Category analysis of six months repeated prompts: Commercial dominance in ChatGPT -4o’s source selection. Interactive version of the visual could be found here: Sunburst Websource - Category + domain | Flourish
Analysing the distribution of categories across all time points shows that commercial sources dominate GPT's citations, accounting for 41% of all web references — nearly half of all cited sources. OpenAI sources follow with 19%, and journalistic sources comprise 15%.

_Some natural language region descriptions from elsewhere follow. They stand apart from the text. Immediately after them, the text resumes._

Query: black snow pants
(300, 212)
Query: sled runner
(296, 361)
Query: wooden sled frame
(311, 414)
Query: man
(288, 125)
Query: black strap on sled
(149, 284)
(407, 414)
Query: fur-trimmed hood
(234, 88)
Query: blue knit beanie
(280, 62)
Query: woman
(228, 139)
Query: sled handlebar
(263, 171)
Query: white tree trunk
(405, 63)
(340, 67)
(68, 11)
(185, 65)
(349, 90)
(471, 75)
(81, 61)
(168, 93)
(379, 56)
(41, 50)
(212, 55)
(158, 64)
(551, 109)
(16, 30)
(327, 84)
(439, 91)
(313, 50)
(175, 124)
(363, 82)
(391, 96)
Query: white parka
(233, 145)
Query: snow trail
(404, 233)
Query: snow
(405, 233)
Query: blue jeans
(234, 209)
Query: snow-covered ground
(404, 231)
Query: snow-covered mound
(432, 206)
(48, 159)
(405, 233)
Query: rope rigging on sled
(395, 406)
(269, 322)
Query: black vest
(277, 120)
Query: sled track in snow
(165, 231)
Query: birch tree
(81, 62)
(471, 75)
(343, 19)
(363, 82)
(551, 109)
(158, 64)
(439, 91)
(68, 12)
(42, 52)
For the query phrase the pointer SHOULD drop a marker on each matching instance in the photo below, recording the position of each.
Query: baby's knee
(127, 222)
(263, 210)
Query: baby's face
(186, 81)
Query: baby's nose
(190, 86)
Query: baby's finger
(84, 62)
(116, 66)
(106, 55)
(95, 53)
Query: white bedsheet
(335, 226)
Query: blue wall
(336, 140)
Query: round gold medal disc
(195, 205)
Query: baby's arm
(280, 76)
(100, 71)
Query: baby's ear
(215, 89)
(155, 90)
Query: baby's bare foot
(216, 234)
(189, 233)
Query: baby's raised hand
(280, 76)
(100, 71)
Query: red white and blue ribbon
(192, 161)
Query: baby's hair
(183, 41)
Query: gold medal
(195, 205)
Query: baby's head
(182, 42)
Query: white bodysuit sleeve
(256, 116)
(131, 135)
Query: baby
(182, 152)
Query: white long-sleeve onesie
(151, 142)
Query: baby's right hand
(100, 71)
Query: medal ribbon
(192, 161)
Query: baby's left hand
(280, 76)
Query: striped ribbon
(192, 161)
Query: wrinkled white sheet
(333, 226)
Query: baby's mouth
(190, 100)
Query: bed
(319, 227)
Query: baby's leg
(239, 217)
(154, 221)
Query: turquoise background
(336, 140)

Two domains appear with notable frequency in commercial sources: SearchEngine.com and Techtarget.com. Searchengine.com is characterised as an SEO content farm, while Techtarget.com operates as a B2B services platform. Given the prevalence of these sources, questions arise about the quality of citations, particularly since the extent to which these potentially unreliable sources influence GPT-4o's textual responses and interpretations is unclear.
Domain categories over time by prompt: initial (0), follow-up 1 (1), follow-up 2 (2), follow-up 3 (3), follow-up 4 (4), follow-up 5 (5).
Analysis of categories over time across prompts reveals several notable patterns in the sourcing behaviour of ChatGPT -4o across prompts. OpenAI sources are not cited in response to the initial prompt and only begin appearing in March 2025. Despite the researcher’s pointed question in prompt 2, which explicitly requests documentation from OpenAI, the model continues to source a substantial proportion of information from commercial domains rather than OpenAI documentation.
Journalistic sources outnumber other source types only for prompts 4 and 5, which query third-party search providers and definitions of prominent news organisations, respectively. In contrast, commercial sources maintain consistent dominance across most prompts, with baseline citation counts ranging between 8 and 15 on any given day. This pattern indicates a high level of consistency in the model’s reliance on commercial sources for initial prompts and follow-up question 3, while showing greater volatility in sourcing patterns for other prompts.
To sum up, sources that are typically considered authoritative (academic/journalistic) are favoured by the model only when credibility-challenging prompts are introduced. That is, when the prompts become meta, ChatGPT -4o returns a high percentage of OpenAI sources, but commercial sources still outnumber them by the end of June.